There were riots in the Reichstag and fisticuffs against German nationalists. But the people remained mostly calm, but were shocked and outraged far into conservative circles. The day of the funeral service for the murdered man, with a million participants in Berlin alone and hundreds of thousands across the country, became a demonstration for the republic; a demonstration of sad, deeply disturbed people, because a great many were becoming aware that “the country was at the mercy of an unknown terrorist force,” said Sabrov. This was confirmed a few days later when the prominent Jewish publicist Maximilian Harden survived an attack.

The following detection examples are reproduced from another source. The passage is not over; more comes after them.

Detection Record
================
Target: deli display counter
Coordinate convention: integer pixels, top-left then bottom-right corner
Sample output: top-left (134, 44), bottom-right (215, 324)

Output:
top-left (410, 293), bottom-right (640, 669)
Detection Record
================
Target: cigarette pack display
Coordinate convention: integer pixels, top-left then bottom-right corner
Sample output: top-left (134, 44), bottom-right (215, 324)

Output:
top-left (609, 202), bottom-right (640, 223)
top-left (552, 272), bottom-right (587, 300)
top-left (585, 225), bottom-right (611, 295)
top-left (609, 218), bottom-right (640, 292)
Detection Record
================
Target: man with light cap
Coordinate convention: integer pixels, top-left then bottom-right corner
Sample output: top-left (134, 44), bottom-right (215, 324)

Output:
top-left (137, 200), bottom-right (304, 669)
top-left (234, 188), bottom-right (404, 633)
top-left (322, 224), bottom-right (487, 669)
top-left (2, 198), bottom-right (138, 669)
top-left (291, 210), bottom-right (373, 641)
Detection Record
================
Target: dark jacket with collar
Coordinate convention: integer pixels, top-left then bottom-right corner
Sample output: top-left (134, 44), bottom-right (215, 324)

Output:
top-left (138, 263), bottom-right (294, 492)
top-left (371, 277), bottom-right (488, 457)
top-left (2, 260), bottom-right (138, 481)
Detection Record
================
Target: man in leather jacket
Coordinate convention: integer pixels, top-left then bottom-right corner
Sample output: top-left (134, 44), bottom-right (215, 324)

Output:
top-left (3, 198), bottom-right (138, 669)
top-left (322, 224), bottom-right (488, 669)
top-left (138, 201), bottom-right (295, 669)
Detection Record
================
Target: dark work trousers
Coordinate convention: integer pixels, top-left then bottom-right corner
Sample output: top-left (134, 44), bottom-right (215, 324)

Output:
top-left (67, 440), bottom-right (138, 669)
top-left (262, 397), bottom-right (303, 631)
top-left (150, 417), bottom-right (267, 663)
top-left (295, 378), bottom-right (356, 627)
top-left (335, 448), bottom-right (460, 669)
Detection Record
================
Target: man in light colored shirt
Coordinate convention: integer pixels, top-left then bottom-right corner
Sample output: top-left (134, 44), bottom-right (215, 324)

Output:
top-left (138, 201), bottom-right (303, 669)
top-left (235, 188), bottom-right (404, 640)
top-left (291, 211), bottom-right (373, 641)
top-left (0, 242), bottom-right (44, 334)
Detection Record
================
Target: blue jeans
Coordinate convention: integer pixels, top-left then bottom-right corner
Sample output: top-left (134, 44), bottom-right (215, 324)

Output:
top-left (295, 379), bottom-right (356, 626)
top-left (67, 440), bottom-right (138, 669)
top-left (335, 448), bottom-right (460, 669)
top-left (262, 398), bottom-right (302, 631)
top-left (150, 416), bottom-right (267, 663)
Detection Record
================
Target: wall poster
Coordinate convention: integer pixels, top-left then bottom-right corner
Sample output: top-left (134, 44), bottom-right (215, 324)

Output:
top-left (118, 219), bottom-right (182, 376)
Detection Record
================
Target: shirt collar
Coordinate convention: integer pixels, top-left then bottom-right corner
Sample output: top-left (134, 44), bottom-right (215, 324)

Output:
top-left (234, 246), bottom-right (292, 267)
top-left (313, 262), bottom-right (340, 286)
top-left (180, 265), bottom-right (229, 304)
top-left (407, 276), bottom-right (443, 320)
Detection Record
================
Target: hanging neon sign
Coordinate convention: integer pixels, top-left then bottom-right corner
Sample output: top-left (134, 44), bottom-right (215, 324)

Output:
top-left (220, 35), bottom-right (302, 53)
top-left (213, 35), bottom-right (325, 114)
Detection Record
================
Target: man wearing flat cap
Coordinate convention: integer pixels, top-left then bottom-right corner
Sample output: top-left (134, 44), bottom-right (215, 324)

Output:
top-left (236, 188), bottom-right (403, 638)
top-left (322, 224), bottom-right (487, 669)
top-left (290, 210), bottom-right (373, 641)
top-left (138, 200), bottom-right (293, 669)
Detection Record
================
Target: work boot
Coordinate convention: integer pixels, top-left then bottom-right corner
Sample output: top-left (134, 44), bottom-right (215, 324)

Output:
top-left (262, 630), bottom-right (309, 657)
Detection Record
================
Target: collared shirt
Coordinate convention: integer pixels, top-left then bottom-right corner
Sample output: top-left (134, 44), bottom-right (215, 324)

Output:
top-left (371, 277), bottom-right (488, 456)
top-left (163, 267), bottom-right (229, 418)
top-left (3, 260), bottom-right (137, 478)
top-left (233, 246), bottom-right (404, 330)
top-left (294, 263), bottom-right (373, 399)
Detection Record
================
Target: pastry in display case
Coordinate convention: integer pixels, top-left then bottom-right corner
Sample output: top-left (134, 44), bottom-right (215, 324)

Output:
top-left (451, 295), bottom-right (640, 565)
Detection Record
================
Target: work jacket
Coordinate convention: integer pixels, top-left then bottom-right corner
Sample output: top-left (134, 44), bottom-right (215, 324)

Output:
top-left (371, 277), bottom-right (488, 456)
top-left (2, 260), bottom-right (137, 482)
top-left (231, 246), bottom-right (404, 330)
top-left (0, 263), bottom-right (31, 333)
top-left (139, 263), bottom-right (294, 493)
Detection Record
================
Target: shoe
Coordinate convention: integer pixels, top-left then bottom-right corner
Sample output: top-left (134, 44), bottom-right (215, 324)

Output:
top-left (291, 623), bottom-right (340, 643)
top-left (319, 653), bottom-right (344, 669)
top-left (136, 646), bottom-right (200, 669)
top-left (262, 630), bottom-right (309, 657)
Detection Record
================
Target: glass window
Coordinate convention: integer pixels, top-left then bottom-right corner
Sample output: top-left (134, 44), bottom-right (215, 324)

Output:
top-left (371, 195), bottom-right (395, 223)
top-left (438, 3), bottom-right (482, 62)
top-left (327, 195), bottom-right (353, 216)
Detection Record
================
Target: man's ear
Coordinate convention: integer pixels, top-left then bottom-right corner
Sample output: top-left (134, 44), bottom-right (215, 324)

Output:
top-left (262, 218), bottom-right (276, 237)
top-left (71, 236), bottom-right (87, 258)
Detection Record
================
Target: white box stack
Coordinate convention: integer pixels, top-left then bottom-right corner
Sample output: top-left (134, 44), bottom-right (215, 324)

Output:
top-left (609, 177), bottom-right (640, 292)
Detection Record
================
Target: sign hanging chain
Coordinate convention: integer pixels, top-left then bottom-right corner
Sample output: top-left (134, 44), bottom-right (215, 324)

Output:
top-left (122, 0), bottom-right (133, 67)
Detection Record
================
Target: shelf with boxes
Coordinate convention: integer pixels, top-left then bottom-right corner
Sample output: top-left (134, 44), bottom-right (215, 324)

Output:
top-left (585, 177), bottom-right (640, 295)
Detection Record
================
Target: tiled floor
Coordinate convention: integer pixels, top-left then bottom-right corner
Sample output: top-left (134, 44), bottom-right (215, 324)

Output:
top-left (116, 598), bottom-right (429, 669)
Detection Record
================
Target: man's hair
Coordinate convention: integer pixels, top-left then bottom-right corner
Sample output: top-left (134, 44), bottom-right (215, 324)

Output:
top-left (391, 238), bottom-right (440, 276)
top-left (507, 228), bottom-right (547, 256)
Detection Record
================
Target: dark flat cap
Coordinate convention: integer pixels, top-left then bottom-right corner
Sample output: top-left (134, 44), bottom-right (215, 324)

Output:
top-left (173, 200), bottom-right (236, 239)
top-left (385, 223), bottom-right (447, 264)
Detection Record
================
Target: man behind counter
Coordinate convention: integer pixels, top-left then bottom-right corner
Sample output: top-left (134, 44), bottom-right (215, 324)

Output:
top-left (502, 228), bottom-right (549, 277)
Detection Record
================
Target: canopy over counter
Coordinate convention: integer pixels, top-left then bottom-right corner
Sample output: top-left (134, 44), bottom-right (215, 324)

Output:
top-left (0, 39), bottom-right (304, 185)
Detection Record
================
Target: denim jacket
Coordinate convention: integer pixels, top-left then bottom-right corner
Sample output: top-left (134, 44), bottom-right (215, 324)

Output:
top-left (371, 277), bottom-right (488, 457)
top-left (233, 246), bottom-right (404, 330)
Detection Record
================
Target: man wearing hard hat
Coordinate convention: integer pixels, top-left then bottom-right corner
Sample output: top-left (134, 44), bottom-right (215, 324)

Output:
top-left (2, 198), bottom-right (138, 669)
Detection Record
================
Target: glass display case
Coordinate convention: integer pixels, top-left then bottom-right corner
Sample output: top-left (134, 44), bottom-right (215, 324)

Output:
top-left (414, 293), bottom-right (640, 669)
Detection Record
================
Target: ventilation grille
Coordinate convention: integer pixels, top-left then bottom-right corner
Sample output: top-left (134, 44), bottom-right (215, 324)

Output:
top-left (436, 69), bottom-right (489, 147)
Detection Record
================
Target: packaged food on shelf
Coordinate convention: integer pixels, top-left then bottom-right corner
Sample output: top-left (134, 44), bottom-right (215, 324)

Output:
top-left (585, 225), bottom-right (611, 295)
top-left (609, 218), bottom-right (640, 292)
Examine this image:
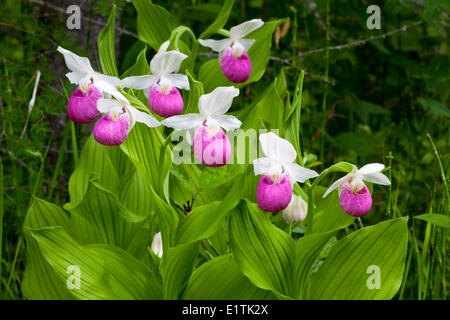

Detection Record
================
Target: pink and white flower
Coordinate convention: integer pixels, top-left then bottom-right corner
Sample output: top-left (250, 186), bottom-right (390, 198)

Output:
top-left (162, 87), bottom-right (242, 167)
top-left (57, 47), bottom-right (120, 123)
top-left (323, 163), bottom-right (391, 217)
top-left (253, 132), bottom-right (318, 212)
top-left (94, 91), bottom-right (160, 146)
top-left (122, 50), bottom-right (189, 118)
top-left (199, 19), bottom-right (264, 83)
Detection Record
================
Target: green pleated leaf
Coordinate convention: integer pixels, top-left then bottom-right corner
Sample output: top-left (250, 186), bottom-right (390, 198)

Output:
top-left (133, 0), bottom-right (176, 50)
top-left (314, 187), bottom-right (355, 232)
top-left (69, 135), bottom-right (120, 206)
top-left (177, 174), bottom-right (245, 243)
top-left (414, 213), bottom-right (450, 229)
top-left (121, 47), bottom-right (150, 79)
top-left (120, 170), bottom-right (152, 217)
top-left (65, 181), bottom-right (149, 250)
top-left (183, 255), bottom-right (275, 300)
top-left (200, 0), bottom-right (234, 39)
top-left (198, 19), bottom-right (285, 92)
top-left (291, 232), bottom-right (334, 299)
top-left (120, 123), bottom-right (172, 196)
top-left (238, 74), bottom-right (286, 129)
top-left (160, 242), bottom-right (199, 300)
top-left (121, 123), bottom-right (178, 250)
top-left (285, 70), bottom-right (305, 158)
top-left (308, 218), bottom-right (408, 300)
top-left (185, 71), bottom-right (204, 113)
top-left (22, 198), bottom-right (72, 300)
top-left (229, 201), bottom-right (294, 294)
top-left (32, 227), bottom-right (161, 299)
top-left (98, 5), bottom-right (119, 77)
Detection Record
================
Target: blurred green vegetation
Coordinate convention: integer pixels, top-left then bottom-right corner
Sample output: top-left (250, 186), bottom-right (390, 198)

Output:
top-left (0, 0), bottom-right (450, 299)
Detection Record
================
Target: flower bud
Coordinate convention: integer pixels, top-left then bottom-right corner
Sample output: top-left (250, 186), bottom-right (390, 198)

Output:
top-left (192, 125), bottom-right (231, 167)
top-left (220, 48), bottom-right (252, 83)
top-left (94, 111), bottom-right (130, 146)
top-left (256, 174), bottom-right (292, 212)
top-left (67, 85), bottom-right (102, 123)
top-left (339, 184), bottom-right (372, 217)
top-left (152, 232), bottom-right (163, 258)
top-left (283, 194), bottom-right (308, 226)
top-left (148, 84), bottom-right (184, 118)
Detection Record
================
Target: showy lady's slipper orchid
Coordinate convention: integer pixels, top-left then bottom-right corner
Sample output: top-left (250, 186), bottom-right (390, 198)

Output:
top-left (162, 87), bottom-right (242, 167)
top-left (199, 19), bottom-right (264, 83)
top-left (283, 194), bottom-right (308, 226)
top-left (323, 163), bottom-right (391, 217)
top-left (57, 47), bottom-right (120, 123)
top-left (122, 50), bottom-right (189, 118)
top-left (253, 132), bottom-right (318, 212)
top-left (94, 91), bottom-right (160, 146)
top-left (152, 232), bottom-right (163, 258)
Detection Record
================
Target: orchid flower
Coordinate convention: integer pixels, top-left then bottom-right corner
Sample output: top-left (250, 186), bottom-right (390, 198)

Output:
top-left (151, 232), bottom-right (163, 258)
top-left (94, 90), bottom-right (160, 146)
top-left (162, 87), bottom-right (242, 166)
top-left (253, 132), bottom-right (318, 212)
top-left (121, 50), bottom-right (189, 117)
top-left (57, 47), bottom-right (120, 123)
top-left (323, 163), bottom-right (391, 217)
top-left (199, 19), bottom-right (264, 83)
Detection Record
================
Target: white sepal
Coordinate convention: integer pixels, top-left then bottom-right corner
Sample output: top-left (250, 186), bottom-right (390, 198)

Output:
top-left (322, 176), bottom-right (347, 198)
top-left (165, 74), bottom-right (189, 90)
top-left (230, 19), bottom-right (264, 40)
top-left (56, 47), bottom-right (94, 74)
top-left (358, 163), bottom-right (384, 174)
top-left (121, 74), bottom-right (159, 90)
top-left (361, 172), bottom-right (391, 186)
top-left (126, 105), bottom-right (161, 128)
top-left (283, 163), bottom-right (319, 183)
top-left (198, 87), bottom-right (239, 117)
top-left (150, 51), bottom-right (187, 77)
top-left (259, 132), bottom-right (297, 162)
top-left (97, 98), bottom-right (121, 113)
top-left (161, 113), bottom-right (204, 130)
top-left (198, 38), bottom-right (233, 52)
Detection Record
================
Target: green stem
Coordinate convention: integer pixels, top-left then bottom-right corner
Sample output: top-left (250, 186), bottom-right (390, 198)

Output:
top-left (217, 28), bottom-right (230, 38)
top-left (320, 0), bottom-right (330, 169)
top-left (70, 120), bottom-right (78, 168)
top-left (0, 158), bottom-right (4, 297)
top-left (427, 132), bottom-right (450, 213)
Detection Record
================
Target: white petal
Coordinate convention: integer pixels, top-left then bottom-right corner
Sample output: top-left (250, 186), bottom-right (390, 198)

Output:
top-left (198, 87), bottom-right (239, 117)
top-left (127, 106), bottom-right (161, 128)
top-left (234, 39), bottom-right (256, 52)
top-left (259, 132), bottom-right (297, 163)
top-left (322, 176), bottom-right (347, 198)
top-left (253, 158), bottom-right (283, 176)
top-left (97, 98), bottom-right (121, 113)
top-left (92, 72), bottom-right (122, 88)
top-left (56, 47), bottom-right (94, 74)
top-left (283, 163), bottom-right (319, 184)
top-left (121, 74), bottom-right (159, 90)
top-left (358, 163), bottom-right (384, 175)
top-left (165, 74), bottom-right (189, 90)
top-left (161, 113), bottom-right (204, 130)
top-left (361, 172), bottom-right (391, 186)
top-left (230, 19), bottom-right (264, 40)
top-left (213, 114), bottom-right (242, 131)
top-left (66, 71), bottom-right (86, 84)
top-left (94, 80), bottom-right (126, 105)
top-left (150, 51), bottom-right (187, 76)
top-left (198, 38), bottom-right (233, 52)
top-left (158, 40), bottom-right (170, 53)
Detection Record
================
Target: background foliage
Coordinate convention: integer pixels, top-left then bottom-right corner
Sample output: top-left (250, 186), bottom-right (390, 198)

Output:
top-left (0, 0), bottom-right (450, 299)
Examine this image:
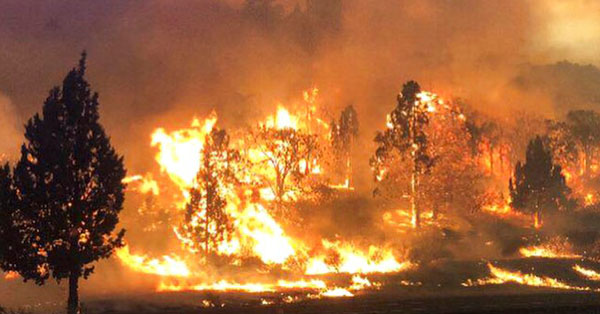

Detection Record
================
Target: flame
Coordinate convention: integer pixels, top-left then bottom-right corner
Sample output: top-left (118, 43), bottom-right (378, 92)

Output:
top-left (519, 237), bottom-right (581, 259)
top-left (463, 263), bottom-right (591, 291)
top-left (151, 112), bottom-right (217, 190)
top-left (4, 271), bottom-right (19, 280)
top-left (116, 89), bottom-right (413, 297)
top-left (584, 193), bottom-right (596, 206)
top-left (320, 287), bottom-right (354, 298)
top-left (122, 173), bottom-right (160, 195)
top-left (306, 240), bottom-right (413, 275)
top-left (115, 245), bottom-right (190, 277)
top-left (573, 264), bottom-right (600, 281)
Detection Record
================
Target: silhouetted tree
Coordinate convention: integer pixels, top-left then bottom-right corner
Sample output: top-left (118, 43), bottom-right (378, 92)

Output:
top-left (0, 53), bottom-right (125, 313)
top-left (181, 128), bottom-right (240, 259)
top-left (371, 81), bottom-right (433, 228)
top-left (566, 110), bottom-right (600, 177)
top-left (253, 125), bottom-right (319, 216)
top-left (508, 136), bottom-right (570, 227)
top-left (331, 105), bottom-right (358, 186)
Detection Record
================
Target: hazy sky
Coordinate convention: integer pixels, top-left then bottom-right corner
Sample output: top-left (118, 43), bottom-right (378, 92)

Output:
top-left (0, 0), bottom-right (600, 169)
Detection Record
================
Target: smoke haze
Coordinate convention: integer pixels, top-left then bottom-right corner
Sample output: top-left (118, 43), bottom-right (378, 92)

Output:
top-left (0, 0), bottom-right (600, 310)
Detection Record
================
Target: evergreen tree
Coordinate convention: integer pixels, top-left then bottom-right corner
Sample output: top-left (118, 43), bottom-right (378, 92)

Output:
top-left (0, 52), bottom-right (125, 313)
top-left (331, 105), bottom-right (358, 186)
top-left (509, 136), bottom-right (570, 227)
top-left (371, 81), bottom-right (433, 228)
top-left (181, 128), bottom-right (239, 259)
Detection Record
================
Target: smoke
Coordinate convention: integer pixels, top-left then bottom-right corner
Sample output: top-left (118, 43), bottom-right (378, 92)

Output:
top-left (0, 93), bottom-right (21, 158)
top-left (0, 0), bottom-right (600, 306)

Justice was blind in the right eye

Martin Sabrow describes the series of assassination attempts and the sometimes grotesque but ultimately successful hunt for Rathenau’s murderer in detail, profoundly and excitingly. In the second part of the book, he addresses the trial before the State Court of Leipzig against the accomplices of the dead murderers. At the instigation of the senior Reich attorney, the indictment had the crucial blemish of almost completely ignoring the role of the OC, including its state supporters and thus the conspiracy behind the murder; the proceedings only dealt with the act as such. Another lawsuit against the OC itself exonerated them comprehensively; the mastermind and “coup politician” Hermann Ehrhardt, “thanks to his later successful self-deprecation, has unjustly disappeared from the view of history,” as Sabrow writes, was not one of the accused. The overwhelmingly reactionary Weimar judiciary lived up to its reputation.

Martin Sabrow: The Rathenau Murder and the German Counter-Revolution.  Wallstein-Verlag, Göttingen 2022. 334 pages, 30 euros.

Martin Sabrow: The Rathenau Murder and the German Counter-Revolution. Wallstein-Verlag, Göttingen 2022. 334 pages, 30 euros.

In the epilogue, Sabrov poses the question of the continuity of right-wing terror to the present day and states that “a striking trail of terror runs through the history of the Federal Republic”. This book about the counter-revolution can also be read in this way: as the beginning of a history of violence from the right triggered by the defeat in the First World War. However, Sabrow has good reasons to deny an “unbroken line of continuity” from the “Weimar right-wing putschism” to today’s right-wing terrorism. And unlike back then, right-wing terror hasn’t divided society since 1945. So far anyway.